As the sprawling probe that includes regulators, criminal and congressional investigators, and court-appointed trustees grinds on, the findings so far suggest that a "significant amount" of the money could have "vaporized" as a result of chaotic trading at MF Global during the week before the company's Oct. 31 bankruptcy filing, said a person close to the investigation."
And as we have heard, quite a bit of that money was also diverted in the last few days into the pockets of MF Global's bank, JP Morgan, which still reportedly holds much of it. Now whether they are legally entitled to keep that money is another matter. But this entire charade has been cloaked with a public relations campaign using terms like 'missing,' 'vaporized,' and 'mystery' to describe the customer assets as if no one really knows where the funds had gone, which the CFTC has explicity stated months ago is not the case.
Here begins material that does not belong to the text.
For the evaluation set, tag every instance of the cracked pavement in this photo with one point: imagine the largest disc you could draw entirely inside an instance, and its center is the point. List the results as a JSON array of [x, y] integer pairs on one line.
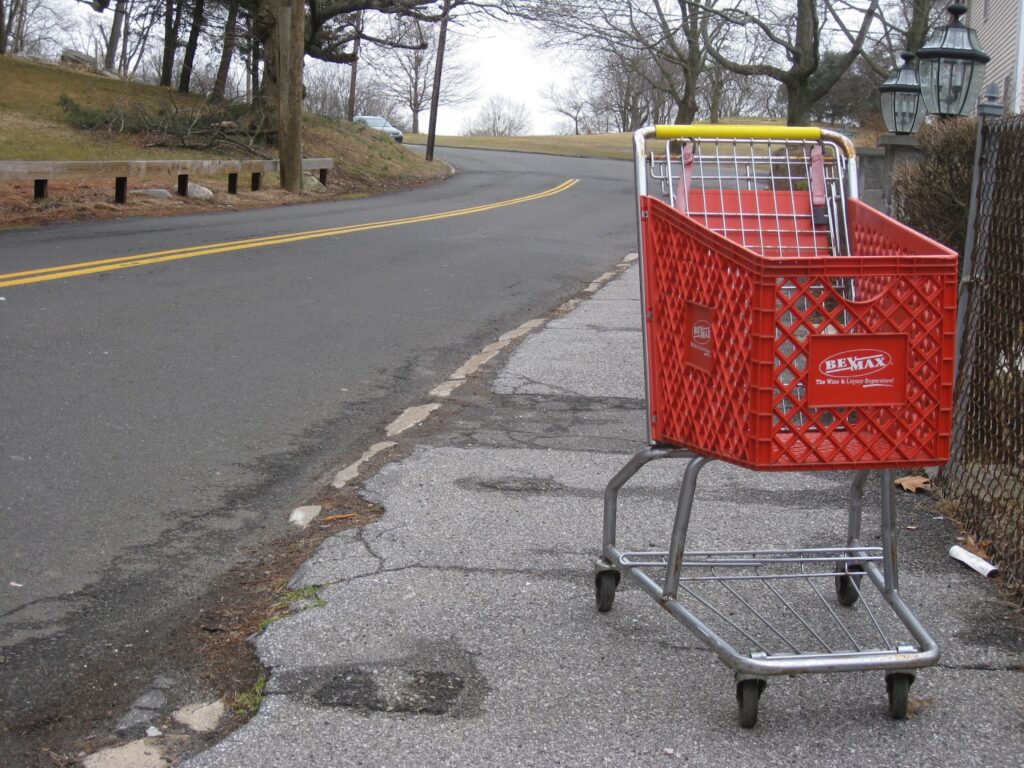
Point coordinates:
[[460, 629]]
And that the handling of the bankruptcy and the method of ordering customers with creditors is in violation of the CFTC's rule 190, as is evident from the precedents and intentions which established it.

What the press apparently has not yet heard or is not reporting is that vulture funds are now contacting the MF Global customers, however they may have obtained their names, and are offering them 85 cents on the dollar for their claims. Most of the claim holders are reported to expect or to have been payed 72 cents on the dollar as things now stand. The Wall Street Journal certainly casts gloom on their prospects for a full recovery and hopes of justice, based on the report from an unnamed source.

This is creating a difficult position for these much abused customers because of the need to settle their income tax obligations for 2011. Until they can prove the funds are not 'recoverable' they bear the responsibility for their tax obligations on the full amount. But if they settle with the vulture funds they can take the loss and move on, capitulating to the despair and the anxiety of having been cheated and abused by the partnership between government and Wall Street.